When the economy is bad, everything tends to look worse. Snowy weather feels colder, your favorite team losing is more disappointing, and ethics scandals seem more egregious. The recent focus on corporate and nonprofit executive salaries, and the ethics surrounding these decisions, is under intense scrutiny. Recently, Congress investigated the salary levels of top executives at one of America’s largest nonprofit organizations, Boys and Girls Clubs of America.
For the nonprofit sector, these investigations and scandals are particularly damaging, especially when fundraising is tight. In a 2008 Brookings Institution survey, only 10 percent of respondents thought charitable organizations did a “very good job” spending money wisely. So much of our work depends on our reputation, as individual organizations and as a larger nonprofit community. Even though the third sector is sometimes referred to as the “ethical” sector, nonprofit organizations are not exempt from poor behavior and questionable decisions.

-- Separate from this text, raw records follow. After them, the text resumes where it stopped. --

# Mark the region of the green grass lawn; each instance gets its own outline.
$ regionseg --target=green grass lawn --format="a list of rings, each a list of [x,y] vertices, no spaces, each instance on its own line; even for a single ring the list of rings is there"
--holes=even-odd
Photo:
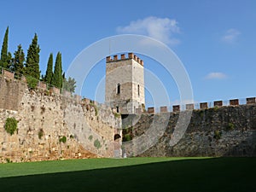
[[[1,164],[0,191],[256,192],[256,158],[90,159]]]

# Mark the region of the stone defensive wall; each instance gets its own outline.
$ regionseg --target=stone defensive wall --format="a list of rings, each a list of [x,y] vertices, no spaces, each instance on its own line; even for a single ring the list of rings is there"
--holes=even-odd
[[[113,58],[111,56],[107,56],[106,57],[106,62],[113,62],[113,61],[123,61],[123,60],[127,60],[127,59],[133,59],[136,61],[137,61],[139,64],[142,66],[144,66],[144,62],[142,59],[140,59],[138,56],[134,55],[133,53],[128,53],[128,58],[125,57],[125,54],[121,54],[120,58],[119,58],[118,55],[114,55]]]
[[[120,154],[121,119],[110,108],[3,70],[0,75],[0,162],[114,157]],[[18,121],[10,136],[8,118]]]
[[[131,138],[123,143],[123,151],[127,156],[256,156],[255,97],[243,103],[230,100],[223,106],[218,101],[212,108],[200,103],[193,109],[189,104],[184,110],[173,106],[172,112],[162,107],[159,113],[149,108],[123,119],[124,137]],[[186,114],[191,119],[183,134],[177,122],[179,115]],[[161,125],[166,125],[164,129]],[[154,136],[158,137],[153,141]],[[148,141],[150,145],[140,147]]]

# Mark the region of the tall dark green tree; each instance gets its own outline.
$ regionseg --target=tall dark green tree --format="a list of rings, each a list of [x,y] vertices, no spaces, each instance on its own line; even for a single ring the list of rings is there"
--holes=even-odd
[[[0,60],[0,67],[3,67],[5,68],[9,68],[10,67],[12,55],[10,52],[8,52],[8,36],[9,36],[9,26],[4,33],[3,42],[2,45],[1,50],[1,60]]]
[[[62,86],[62,64],[61,64],[61,54],[58,52],[55,65],[55,72],[52,76],[51,84],[61,89]]]
[[[48,63],[47,63],[47,69],[46,69],[46,73],[44,76],[44,81],[47,84],[51,83],[51,79],[53,76],[53,54],[49,54],[49,59],[48,59]]]
[[[18,45],[17,50],[14,54],[12,68],[18,77],[20,77],[24,73],[25,54],[21,44]]]
[[[40,48],[38,44],[38,35],[35,33],[32,44],[27,49],[25,73],[36,79],[40,79],[39,52]]]

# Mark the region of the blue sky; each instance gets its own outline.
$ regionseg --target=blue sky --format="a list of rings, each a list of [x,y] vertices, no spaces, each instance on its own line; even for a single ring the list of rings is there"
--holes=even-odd
[[[79,52],[94,42],[132,33],[162,41],[175,52],[189,75],[195,102],[256,96],[254,0],[10,0],[1,2],[1,45],[7,26],[12,53],[19,44],[26,52],[37,32],[43,74],[49,53],[54,56],[62,53],[66,71]],[[160,63],[140,57],[145,68],[162,82],[171,103],[177,102],[175,79]],[[85,79],[81,94],[94,99],[104,74],[105,61],[102,61]],[[148,92],[147,106],[154,105],[151,97]],[[102,97],[99,100],[103,102]]]

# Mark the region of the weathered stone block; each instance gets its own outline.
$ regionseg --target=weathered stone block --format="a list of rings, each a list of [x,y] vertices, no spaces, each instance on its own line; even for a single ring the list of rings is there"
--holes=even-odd
[[[239,105],[239,100],[238,99],[230,100],[230,105]]]
[[[42,90],[47,90],[47,84],[44,82],[39,81],[38,88]]]
[[[256,97],[247,98],[247,104],[253,104],[256,102]]]
[[[217,106],[217,107],[222,107],[223,106],[223,101],[215,101],[213,102],[213,105],[214,107]]]
[[[194,103],[186,104],[186,110],[193,110]]]
[[[148,113],[154,113],[154,108],[148,108]]]
[[[3,70],[3,77],[10,79],[15,79],[15,73],[12,72],[9,72],[6,70]]]
[[[173,105],[172,106],[172,111],[173,112],[179,112],[180,111],[180,106],[179,105]]]

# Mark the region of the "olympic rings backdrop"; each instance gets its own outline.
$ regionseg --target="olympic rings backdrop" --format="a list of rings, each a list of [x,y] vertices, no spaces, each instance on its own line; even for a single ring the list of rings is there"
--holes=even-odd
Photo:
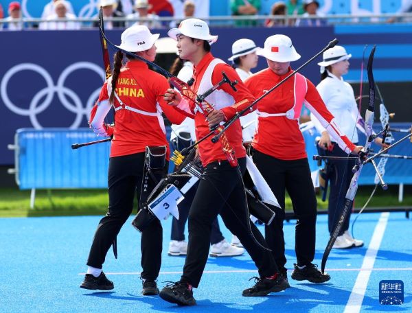
[[[167,36],[166,30],[152,32],[159,32],[163,37]],[[107,36],[118,45],[122,31],[108,31]],[[219,35],[219,40],[212,46],[212,53],[225,60],[231,56],[231,44],[237,39],[253,38],[258,45],[263,47],[265,39],[274,34],[289,36],[301,56],[292,64],[294,69],[309,60],[332,39],[338,38],[340,44],[352,54],[351,69],[345,77],[346,80],[352,82],[358,82],[360,77],[364,45],[368,43],[371,47],[377,44],[374,63],[376,81],[405,82],[405,85],[412,82],[411,25],[228,27],[211,28],[211,32]],[[97,28],[2,31],[0,43],[0,165],[10,165],[14,163],[14,152],[7,149],[7,145],[14,142],[14,135],[19,128],[87,127],[89,112],[98,96],[104,73]],[[315,84],[319,81],[317,63],[321,60],[319,57],[302,71]],[[163,66],[168,69],[170,65]],[[253,71],[266,66],[265,60],[260,58],[258,67]],[[364,80],[367,79],[366,73],[363,78]],[[408,92],[410,90],[405,89]],[[389,109],[396,111],[396,116],[400,117],[396,121],[410,122],[410,106],[399,102],[402,105],[393,108],[393,103],[387,101]]]
[[[166,36],[165,31],[161,30],[161,36]],[[230,56],[233,38],[231,31],[218,30],[222,38],[231,40],[214,45],[216,56],[223,59]],[[107,35],[119,44],[121,32],[108,31]],[[266,37],[271,34],[270,30],[259,36],[253,30],[249,32],[236,36],[249,36],[262,45]],[[296,30],[289,32],[297,36]],[[301,52],[302,60],[312,56],[333,36],[331,27],[322,29],[321,33],[321,36],[312,40],[310,49],[303,49],[304,42],[297,45],[297,48],[305,50]],[[2,45],[0,52],[3,61],[0,62],[1,165],[14,163],[13,152],[7,150],[7,145],[14,142],[19,128],[87,127],[89,113],[104,81],[104,71],[97,29],[0,32],[0,42],[8,47],[3,49]],[[260,62],[262,69],[265,64],[263,60]],[[311,71],[317,76],[316,64]]]

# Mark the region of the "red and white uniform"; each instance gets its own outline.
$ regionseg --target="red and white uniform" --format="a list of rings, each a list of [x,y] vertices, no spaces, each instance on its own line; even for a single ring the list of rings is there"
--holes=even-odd
[[[260,97],[292,72],[279,76],[266,69],[249,78],[245,85],[256,97]],[[328,111],[314,84],[297,73],[258,102],[258,126],[252,146],[257,150],[282,160],[307,157],[305,142],[299,128],[302,105],[317,117],[339,147],[347,153],[355,146],[343,135]]]
[[[229,119],[255,100],[255,97],[245,87],[233,67],[221,60],[214,58],[211,53],[207,53],[197,66],[194,67],[193,77],[195,80],[192,89],[198,95],[205,93],[222,80],[223,71],[231,81],[238,80],[238,84],[236,85],[238,91],[233,91],[229,84],[223,84],[206,97],[205,101],[216,110],[222,110],[226,119]],[[198,140],[210,132],[205,115],[201,112],[194,110],[187,99],[183,97],[176,109],[194,114],[196,136]],[[239,120],[231,125],[225,131],[225,134],[235,150],[236,157],[246,156],[246,151],[242,143],[242,128]],[[201,160],[204,166],[214,161],[227,160],[220,142],[213,143],[210,139],[206,139],[199,143],[198,148]]]
[[[114,100],[115,126],[111,157],[142,152],[146,146],[165,146],[169,159],[170,152],[161,113],[173,124],[181,123],[185,117],[163,100],[163,94],[168,88],[167,80],[141,61],[129,61],[122,68]],[[105,135],[104,119],[111,106],[108,103],[111,93],[109,78],[102,88],[97,112],[90,121],[95,132],[102,135]]]

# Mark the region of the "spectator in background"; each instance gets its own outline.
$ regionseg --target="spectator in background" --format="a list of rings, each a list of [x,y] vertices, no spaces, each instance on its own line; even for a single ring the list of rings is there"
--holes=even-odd
[[[191,19],[191,18],[194,17],[195,10],[196,10],[196,5],[194,4],[194,2],[191,1],[185,1],[185,3],[183,3],[183,19],[180,21],[178,21],[177,23],[174,23],[174,22],[171,22],[170,27],[179,27],[179,25],[180,25],[181,22],[183,20],[186,19]],[[179,15],[180,16],[181,14],[179,14]]]
[[[271,15],[284,17],[286,15],[286,5],[284,1],[275,2],[271,10]],[[274,26],[284,26],[286,21],[284,19],[268,19],[264,22],[264,25],[267,27]]]
[[[149,10],[150,10],[151,5],[149,4],[148,0],[136,0],[133,8],[136,12],[127,16],[128,19],[133,20],[127,22],[128,27],[144,25],[150,29],[161,27],[161,23],[159,21],[159,16],[152,13],[149,14]],[[148,20],[140,21],[141,19]]]
[[[5,27],[9,30],[23,30],[21,8],[19,2],[10,2],[8,8],[8,17],[5,19],[8,23],[5,23]]]
[[[213,10],[210,8],[209,0],[190,0],[190,1],[186,1],[185,0],[169,0],[169,2],[173,5],[174,17],[179,19],[183,19],[183,7],[186,2],[192,2],[194,5],[196,10],[192,16],[205,19],[209,16],[209,10]]]
[[[302,17],[323,16],[323,14],[317,12],[319,8],[319,3],[316,0],[305,0],[304,3],[305,13]],[[325,25],[326,20],[324,19],[299,19],[296,21],[296,26],[324,26]]]
[[[133,13],[133,0],[117,0],[117,11],[125,16]]]
[[[402,1],[402,5],[400,9],[398,10],[396,13],[412,13],[412,0],[404,0]],[[391,17],[387,21],[387,23],[395,23],[395,22],[403,22],[403,23],[411,23],[412,21],[412,17],[402,18],[402,17]]]
[[[80,24],[75,21],[66,21],[67,19],[76,19],[76,15],[69,13],[68,2],[64,0],[57,0],[54,3],[55,13],[47,17],[47,21],[40,23],[41,30],[80,30]],[[57,19],[65,21],[56,21]]]
[[[257,15],[260,10],[260,0],[231,0],[230,8],[232,15],[244,16],[244,20],[235,21],[236,26],[255,26],[257,21],[253,21],[251,16]]]
[[[49,16],[54,15],[56,14],[56,10],[54,9],[54,3],[57,0],[52,0],[50,2],[49,2],[47,4],[46,4],[45,5],[43,12],[41,14],[41,18],[43,19],[46,19]],[[71,5],[71,3],[69,1],[66,1],[66,2],[67,3],[67,12],[74,14],[74,11],[73,10],[73,6]]]
[[[117,10],[117,2],[116,0],[100,0],[98,8],[102,7],[103,10],[103,19],[106,19],[111,17],[124,17],[124,14]],[[93,27],[99,27],[99,21],[93,23]],[[104,29],[112,30],[114,27],[124,27],[124,22],[119,21],[104,21]]]

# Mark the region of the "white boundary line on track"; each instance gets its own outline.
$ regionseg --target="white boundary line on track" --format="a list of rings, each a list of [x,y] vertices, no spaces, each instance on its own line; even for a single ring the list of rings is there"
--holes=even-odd
[[[374,231],[372,239],[365,255],[363,263],[360,268],[361,270],[358,274],[356,281],[349,297],[343,313],[358,313],[360,311],[365,293],[366,292],[369,277],[372,272],[371,270],[374,268],[375,259],[376,258],[378,251],[379,251],[379,247],[383,238],[389,218],[389,212],[384,212],[380,214],[380,218]]]

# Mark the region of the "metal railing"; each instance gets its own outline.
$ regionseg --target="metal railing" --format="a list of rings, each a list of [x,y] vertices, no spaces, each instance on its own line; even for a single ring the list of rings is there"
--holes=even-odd
[[[264,26],[267,21],[274,21],[275,26],[290,26],[295,25],[297,20],[320,20],[326,25],[371,25],[371,24],[385,24],[385,23],[412,23],[412,13],[404,14],[333,14],[323,16],[303,16],[299,15],[251,15],[251,16],[213,16],[205,18],[199,17],[208,22],[214,27],[255,27]],[[127,17],[113,17],[106,18],[105,21],[108,22],[124,22],[125,24],[131,25],[135,22],[140,23],[150,24],[154,22],[159,22],[163,27],[168,28],[178,24],[182,19],[175,17],[159,17],[157,20],[147,18],[130,19]],[[24,29],[37,28],[41,23],[52,22],[78,22],[80,24],[82,29],[87,29],[93,27],[93,23],[97,22],[97,18],[84,18],[79,17],[76,19],[56,19],[46,20],[43,19],[22,18],[18,20],[14,20],[10,22],[5,19],[0,19],[0,24],[8,24],[8,23],[19,23],[23,25]]]

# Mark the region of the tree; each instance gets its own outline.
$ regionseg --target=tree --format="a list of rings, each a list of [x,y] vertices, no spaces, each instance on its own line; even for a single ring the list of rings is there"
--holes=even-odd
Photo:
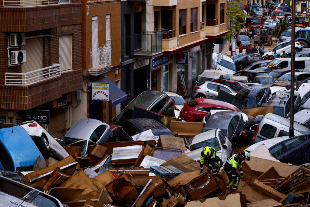
[[[228,3],[227,26],[227,30],[229,32],[224,38],[226,41],[229,40],[230,36],[235,34],[235,32],[241,27],[242,23],[239,21],[239,19],[247,16],[239,7],[240,5],[238,3],[242,3],[241,5],[243,6],[242,0],[235,0],[234,1]]]

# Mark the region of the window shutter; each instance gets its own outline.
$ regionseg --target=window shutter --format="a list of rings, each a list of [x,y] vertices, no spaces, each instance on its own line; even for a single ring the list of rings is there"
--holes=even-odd
[[[72,68],[71,34],[59,36],[59,56],[61,70]]]
[[[26,40],[26,45],[21,48],[26,50],[26,63],[21,65],[22,73],[43,68],[43,48],[42,37]]]

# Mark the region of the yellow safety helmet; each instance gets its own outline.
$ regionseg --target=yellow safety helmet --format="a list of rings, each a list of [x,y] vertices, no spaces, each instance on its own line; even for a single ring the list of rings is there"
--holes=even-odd
[[[211,148],[210,147],[206,146],[203,149],[203,154],[206,156],[209,156],[211,155]]]

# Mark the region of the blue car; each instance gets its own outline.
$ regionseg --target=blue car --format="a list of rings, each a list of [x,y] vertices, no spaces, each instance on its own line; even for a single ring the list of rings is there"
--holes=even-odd
[[[310,133],[288,139],[269,148],[270,154],[281,162],[299,165],[310,162]]]
[[[0,124],[0,170],[32,171],[37,158],[43,156],[24,128]]]

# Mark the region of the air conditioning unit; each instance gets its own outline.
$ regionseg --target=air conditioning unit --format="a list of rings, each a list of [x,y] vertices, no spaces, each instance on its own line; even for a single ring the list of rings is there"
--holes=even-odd
[[[21,46],[26,44],[25,33],[11,33],[10,34],[10,46]]]
[[[16,65],[26,62],[26,51],[11,51],[11,64]]]

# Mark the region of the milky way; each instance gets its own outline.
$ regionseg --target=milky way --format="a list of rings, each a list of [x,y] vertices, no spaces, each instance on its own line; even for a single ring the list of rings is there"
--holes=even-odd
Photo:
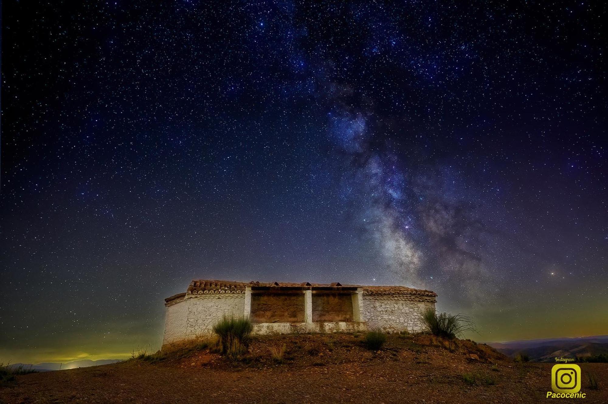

You may think that ethics is not an issue in your organization because the focus on mission instead of profit somehow eliminates the pressures to act in unscrupulous ways. However, a 2007 study by the Ethics Resource Center would show otherwise. The study found that 55 percent of nonprofit employees observed one or more acts of misconduct in the previous year. We all need to value ethics and take steps to ensure we are behaving in ways that honor our mission and values.
Ethics at the organizational level
The Independent Sector (IS) spent concerted time and effort at the end of 2003 and the beginning of 2004 to craft a “Statement of Values and Code of Ethics for Charitable and Philanthropic Organizations” (http://www.independentsector.org/). They followed up the code with a guide for charitable organizations on Good Governance and Ethical Practices in 2007 that outlines four areas of focus: Legal Compliance and Public Disclosure, Effective Governance, Strong Financial Oversight and Responsible Fundraising (http://www.nonprofitpanel.org/report/principles/Principles_Guide.pdf.). These statements and codes are suggestions; the sector as a whole has not adopted a set of ethical guidelines for itself.
However, this outline can be a helpful tool as organizations move toward more intentional ethical policies and practices. IS suggests that organizations set aside time during board meetings and retreats to discuss in detail ethical codes and practices and to include a specific discussion around the organization’s ethical policies during orientation of new staff and board members.
There are practical steps a nonprofit agency can take to start down the road to strong ethical behavior:
- Organizations can contract to have an ethics audit conducted by a third party to show the true nature of their actions and compliance with existing policies.
- An organization can adopt a specific decision-making model that includes questions around values, both individual and community, as part of the process.
- A board can take deliberate time to discuss and reflect on the organization’s actions in ethically-charged situations to determine if the stated values were put into action, and then how to respond in the future.
It is important to engage a large group of board and staff in developing the values and ethics codes for your organization. All views must be acknowledged and each player needs to be comfortable with the final result, because ethical behavior is, at the end of the day, a personal choice.
Ethics at the personal level
Morals are what you believe, and ethics are how you act. Leaders in organizations must act in ethical ways as individuals and model the behavior and actions they expect. Leaders at all levels must understand their own moral compass and be consistent in how they act upon their own beliefs. When the leader’s actions match the stated values and policies of an organization, ethics becomes part of the fabric of the organizational culture.
This requires time for self-reflection and meaningful discussion. Good leaders ask more questions than they make statements, and value time for open discussion around tough issues. Strong leaders celebrate work done in a highly ethical manner instead of punishing poor actions. This approach builds upon the strengths within the organization and inspires people to act at their best, instead of out of fear and insecurity. It is like reading a story about a stranger returning a wallet with $500 in it; we all feel good and want to act in a like manner.
High ethical standards and actions are critical to the third sector – not so much to talk about our ethical behavior, but for ensuring that important work is done with integrity and strong character so we can maximize the benefit to our constituents and communities.
By Cindy Willard, program officer for the Helen K. and Arthur E. Johnson Foundation, a Colorado-based family foundation (www.johnsonfoundation.org).